One such ingenious solution to keep up the morale of employees is by providing life insurance plans to provide for their loved ones in case the unthinkable happens to them. It helps build trust in the mind of the employee and garner loyalty, knowing that their employer will ensure that the people they leave behind are well taken care of. Such a system is highly effective and possible through group insurance plans.
What is group term life insurance plans?
A term life insurance is a financial instrument designed to provide financial protection for an individual’s beneficiaries in the event of their death. What is group term life insurance plans is easy to understand by replacing the individual with a group that can be clubbed under a single category.
Let’s simply what is group term life insurance plans.
It is a life insurance plan that covers a group of people with a similar agenda, such as an employer and their employees. Group insurance plans provide coverage for the employees of an organisation wherein each individual covered in the policy must be registered for it. The employer is responsible for updating the insurance provider about additions and removal of people from the group insurance plans.
Understanding group insurance plans
Let us assume an example to further simplify what is group term life insurance plans.
Suppose an employer purchases group insurance plans to motivate their employees. They will have the following features to consider:
- Unlike individual term plans, group insurance plans are usually only available for a year. The employer will need to renew the policy every year to cover the lives of their employees who are still part of the organization and part of the policy.
- Group insurance plans have defined premium payments too. However, the employer will need to notify the insurance provider about additions and removal of individuals from the scheme.
- The rate of premium is calculated based on the number of individuals covered under the group insurance plans. The more the people covered, the higher will be the premium.

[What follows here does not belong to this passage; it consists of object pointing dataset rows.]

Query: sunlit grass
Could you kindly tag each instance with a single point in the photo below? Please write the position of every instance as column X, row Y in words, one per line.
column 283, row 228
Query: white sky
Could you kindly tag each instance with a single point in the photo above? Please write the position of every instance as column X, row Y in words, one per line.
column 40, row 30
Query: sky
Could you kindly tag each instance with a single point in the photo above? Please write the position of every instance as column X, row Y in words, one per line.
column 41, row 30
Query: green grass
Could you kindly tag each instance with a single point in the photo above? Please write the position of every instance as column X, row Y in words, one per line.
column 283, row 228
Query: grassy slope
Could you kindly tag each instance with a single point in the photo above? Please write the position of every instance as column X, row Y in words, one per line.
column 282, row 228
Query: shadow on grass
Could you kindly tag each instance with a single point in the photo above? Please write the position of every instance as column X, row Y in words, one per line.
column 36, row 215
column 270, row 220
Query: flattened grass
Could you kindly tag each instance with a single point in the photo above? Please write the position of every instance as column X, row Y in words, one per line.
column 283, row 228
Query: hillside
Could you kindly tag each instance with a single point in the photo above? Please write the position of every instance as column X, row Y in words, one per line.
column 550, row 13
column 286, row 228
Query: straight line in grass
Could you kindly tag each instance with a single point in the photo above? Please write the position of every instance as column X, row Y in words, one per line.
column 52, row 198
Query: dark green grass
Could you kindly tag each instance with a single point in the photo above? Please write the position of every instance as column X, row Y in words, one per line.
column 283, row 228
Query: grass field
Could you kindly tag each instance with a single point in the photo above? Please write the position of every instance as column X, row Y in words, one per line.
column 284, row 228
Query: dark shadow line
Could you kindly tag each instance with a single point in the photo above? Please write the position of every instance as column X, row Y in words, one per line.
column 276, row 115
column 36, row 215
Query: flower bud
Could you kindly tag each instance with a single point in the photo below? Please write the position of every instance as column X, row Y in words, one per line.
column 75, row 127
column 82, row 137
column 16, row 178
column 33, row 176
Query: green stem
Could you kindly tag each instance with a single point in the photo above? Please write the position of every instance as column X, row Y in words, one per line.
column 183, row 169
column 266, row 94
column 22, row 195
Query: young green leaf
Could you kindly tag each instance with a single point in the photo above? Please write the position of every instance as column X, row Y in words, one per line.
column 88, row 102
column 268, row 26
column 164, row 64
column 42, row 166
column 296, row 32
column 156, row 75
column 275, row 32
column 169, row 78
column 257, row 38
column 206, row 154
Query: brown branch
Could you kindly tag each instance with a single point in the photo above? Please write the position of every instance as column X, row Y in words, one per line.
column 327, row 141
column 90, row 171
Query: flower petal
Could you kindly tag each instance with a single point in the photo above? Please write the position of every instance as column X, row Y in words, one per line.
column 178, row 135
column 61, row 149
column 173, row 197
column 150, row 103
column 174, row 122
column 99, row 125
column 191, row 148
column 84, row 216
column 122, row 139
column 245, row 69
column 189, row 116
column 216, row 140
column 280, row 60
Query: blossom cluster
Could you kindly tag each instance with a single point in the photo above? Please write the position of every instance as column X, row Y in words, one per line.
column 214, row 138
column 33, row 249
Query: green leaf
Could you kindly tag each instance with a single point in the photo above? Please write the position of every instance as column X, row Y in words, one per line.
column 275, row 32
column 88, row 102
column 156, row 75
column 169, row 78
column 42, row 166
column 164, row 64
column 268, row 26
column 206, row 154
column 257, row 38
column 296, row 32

- Unlike individual life insurance policies, group insurance plans do not offer maturity benefits. Therefore, the premiums paid by the employer and the employees towards the group plans are not refunded by the insurance provider.
- In the event of the death of an employee during the renewed policy year, the beneficiaries must inform the employer, who will in turn notify the insurance provider of the policyholder’s demise. The insurance provider will subsequently pay the sum assured for the employee to their beneficiaries.

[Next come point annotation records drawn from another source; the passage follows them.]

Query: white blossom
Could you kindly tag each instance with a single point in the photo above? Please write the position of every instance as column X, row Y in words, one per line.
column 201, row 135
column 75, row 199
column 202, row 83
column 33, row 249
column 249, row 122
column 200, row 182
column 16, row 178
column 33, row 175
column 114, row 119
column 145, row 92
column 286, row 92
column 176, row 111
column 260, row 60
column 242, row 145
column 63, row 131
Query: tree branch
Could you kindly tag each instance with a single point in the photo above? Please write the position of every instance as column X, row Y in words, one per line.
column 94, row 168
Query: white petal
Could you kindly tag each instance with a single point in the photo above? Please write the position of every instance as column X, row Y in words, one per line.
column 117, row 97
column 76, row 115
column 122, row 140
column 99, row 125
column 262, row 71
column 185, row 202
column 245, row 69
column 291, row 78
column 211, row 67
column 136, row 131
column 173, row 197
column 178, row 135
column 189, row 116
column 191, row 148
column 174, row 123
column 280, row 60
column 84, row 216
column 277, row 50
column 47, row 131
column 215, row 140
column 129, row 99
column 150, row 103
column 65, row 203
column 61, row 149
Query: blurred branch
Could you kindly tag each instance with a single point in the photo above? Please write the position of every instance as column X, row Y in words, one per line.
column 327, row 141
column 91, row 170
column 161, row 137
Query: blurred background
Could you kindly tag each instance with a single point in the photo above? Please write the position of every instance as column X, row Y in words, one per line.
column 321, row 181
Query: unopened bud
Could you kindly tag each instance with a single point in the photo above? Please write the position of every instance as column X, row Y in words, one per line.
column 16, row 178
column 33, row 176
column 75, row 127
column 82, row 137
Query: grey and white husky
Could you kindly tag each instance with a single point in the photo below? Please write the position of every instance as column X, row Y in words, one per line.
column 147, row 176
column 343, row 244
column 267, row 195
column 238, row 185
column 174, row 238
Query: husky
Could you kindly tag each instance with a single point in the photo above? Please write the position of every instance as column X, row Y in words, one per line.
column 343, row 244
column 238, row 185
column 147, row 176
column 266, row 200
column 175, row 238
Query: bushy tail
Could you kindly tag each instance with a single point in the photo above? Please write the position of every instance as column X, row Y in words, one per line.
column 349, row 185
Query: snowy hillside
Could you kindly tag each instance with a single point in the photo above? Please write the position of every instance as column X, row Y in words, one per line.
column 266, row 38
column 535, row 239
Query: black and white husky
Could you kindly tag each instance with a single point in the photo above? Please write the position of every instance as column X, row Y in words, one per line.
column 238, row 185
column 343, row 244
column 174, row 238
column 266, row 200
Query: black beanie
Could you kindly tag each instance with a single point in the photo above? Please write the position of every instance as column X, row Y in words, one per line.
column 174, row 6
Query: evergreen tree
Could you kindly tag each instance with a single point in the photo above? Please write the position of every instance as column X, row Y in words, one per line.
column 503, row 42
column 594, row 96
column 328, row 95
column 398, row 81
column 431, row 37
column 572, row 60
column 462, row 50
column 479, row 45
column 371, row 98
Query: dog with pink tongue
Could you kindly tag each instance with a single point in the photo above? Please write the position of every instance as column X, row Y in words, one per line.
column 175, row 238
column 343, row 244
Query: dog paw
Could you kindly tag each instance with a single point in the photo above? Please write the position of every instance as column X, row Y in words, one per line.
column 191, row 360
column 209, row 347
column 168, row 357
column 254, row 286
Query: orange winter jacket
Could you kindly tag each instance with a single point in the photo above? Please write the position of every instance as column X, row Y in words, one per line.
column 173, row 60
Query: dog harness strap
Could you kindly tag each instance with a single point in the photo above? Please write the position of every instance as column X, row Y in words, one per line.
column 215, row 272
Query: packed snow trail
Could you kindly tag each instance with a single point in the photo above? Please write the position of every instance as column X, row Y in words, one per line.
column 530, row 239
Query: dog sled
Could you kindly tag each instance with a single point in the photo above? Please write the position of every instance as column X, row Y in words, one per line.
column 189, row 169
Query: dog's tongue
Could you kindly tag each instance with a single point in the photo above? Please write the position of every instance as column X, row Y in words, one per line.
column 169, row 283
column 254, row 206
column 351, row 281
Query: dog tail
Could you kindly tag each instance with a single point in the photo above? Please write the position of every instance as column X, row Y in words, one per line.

Types of Group Insurance plans
Based on the employer’s motivation to build loyalty and trust among employees, they can choose from the following group insurance plans:
- Group secure return –
This plan helps employers cover the necessities of their employees such as medical benefits during the post-retirement phase, employee welfare funds, and group encashment schemes. It is a non-participating and non-linked plan to navigate the basic necessities of their employees.
- Pradhan Mantri Jeevan Jyoti Bima Yojana –
These are group insurance plans provided by the Government of India to help employers nurture their employees with basic life insurance coverage. It is also a non-linked and non-participating plan that employers need to renew every year for continued coverage. They also need to update the number of employees covered by the plan for an accurate estimation of the premium to be paid.

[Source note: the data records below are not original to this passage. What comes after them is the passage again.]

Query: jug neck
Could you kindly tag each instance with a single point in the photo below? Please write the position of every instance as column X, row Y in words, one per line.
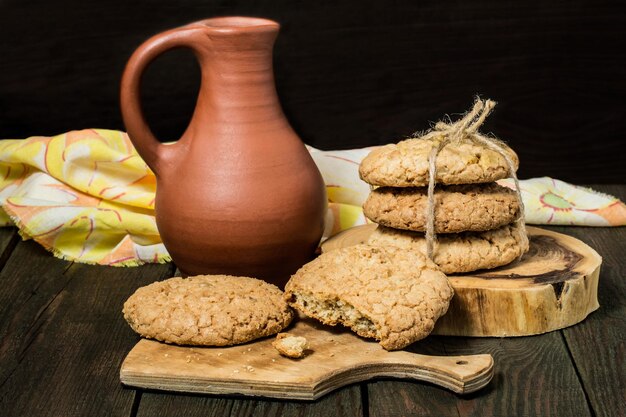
column 237, row 86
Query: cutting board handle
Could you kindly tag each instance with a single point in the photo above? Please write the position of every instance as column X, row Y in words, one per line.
column 460, row 374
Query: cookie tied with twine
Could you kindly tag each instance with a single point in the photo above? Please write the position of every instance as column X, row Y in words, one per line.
column 450, row 153
column 464, row 130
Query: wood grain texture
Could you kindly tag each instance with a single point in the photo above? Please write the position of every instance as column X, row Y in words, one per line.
column 553, row 286
column 337, row 358
column 349, row 74
column 534, row 377
column 603, row 369
column 63, row 334
column 344, row 402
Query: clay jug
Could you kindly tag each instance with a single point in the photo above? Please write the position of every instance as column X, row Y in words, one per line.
column 238, row 193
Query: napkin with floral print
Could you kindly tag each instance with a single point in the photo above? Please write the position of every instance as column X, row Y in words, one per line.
column 87, row 196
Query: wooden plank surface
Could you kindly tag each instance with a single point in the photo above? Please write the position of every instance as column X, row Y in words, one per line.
column 337, row 357
column 598, row 344
column 534, row 377
column 62, row 339
column 63, row 335
column 344, row 402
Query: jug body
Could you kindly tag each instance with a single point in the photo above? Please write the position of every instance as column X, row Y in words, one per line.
column 238, row 193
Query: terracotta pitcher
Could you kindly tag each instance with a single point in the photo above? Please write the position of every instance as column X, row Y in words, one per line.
column 238, row 193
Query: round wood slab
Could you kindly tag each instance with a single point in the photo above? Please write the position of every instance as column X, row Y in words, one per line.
column 553, row 286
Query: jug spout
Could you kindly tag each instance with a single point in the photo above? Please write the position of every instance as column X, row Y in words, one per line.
column 237, row 86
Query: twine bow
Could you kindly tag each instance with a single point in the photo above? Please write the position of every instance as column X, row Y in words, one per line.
column 465, row 129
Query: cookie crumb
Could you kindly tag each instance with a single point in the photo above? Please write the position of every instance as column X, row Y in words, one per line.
column 290, row 346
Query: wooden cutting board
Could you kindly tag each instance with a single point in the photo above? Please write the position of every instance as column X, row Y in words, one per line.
column 554, row 285
column 337, row 358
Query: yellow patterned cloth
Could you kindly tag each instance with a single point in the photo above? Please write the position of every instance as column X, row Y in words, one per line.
column 87, row 196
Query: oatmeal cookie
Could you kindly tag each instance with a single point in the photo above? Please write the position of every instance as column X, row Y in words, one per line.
column 460, row 252
column 207, row 310
column 405, row 164
column 389, row 294
column 458, row 208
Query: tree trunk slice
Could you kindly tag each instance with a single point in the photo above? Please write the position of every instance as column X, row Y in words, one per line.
column 555, row 285
column 337, row 358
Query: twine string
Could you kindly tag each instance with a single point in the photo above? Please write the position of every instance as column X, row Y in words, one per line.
column 455, row 132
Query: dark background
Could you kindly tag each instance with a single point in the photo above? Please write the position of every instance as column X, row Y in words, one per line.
column 349, row 74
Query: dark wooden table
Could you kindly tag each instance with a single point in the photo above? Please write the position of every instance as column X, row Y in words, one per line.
column 63, row 339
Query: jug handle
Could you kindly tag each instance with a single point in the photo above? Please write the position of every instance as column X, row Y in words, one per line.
column 157, row 155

- Group Superannuation Secure –
Another incredibly beneficial non-linked and non-participating policy is the Group Superannuation Secure. The employer needs to purchase these group insurance plans if they want to cover the basic post-retirement pension schemes for their employees. This particular policy provides guaranteed assurance to employees that their golden years will not be one of struggle. Therefore, as an employer, you could use this plan to put their minds at ease and boost their sense of loyalty and belonging to the company. Many large organisations use these group insurance plans to provide retirement funds for their employees.
While basic group insurance policies help employees with peace of mind that their families will be financially secure in the event of their death, pension plans provide higher benefits. Not only will the employee’s family members benefit from a periodic pension to take care of their basic needs, but the employee themselves will be financially secure in their golden years.
Conclusion
Group insurance plans are excellent motivators that help align an employee’s loyalties with the company. It works on the simple psychological principle that when the employer cares for their well-being and that of their loved ones, the employee is motivated to continue performing at optimum levels to ensure that they partake in the benefits. Thus, group insurance plans help garner loyalty, improve performance, and promote employee retention.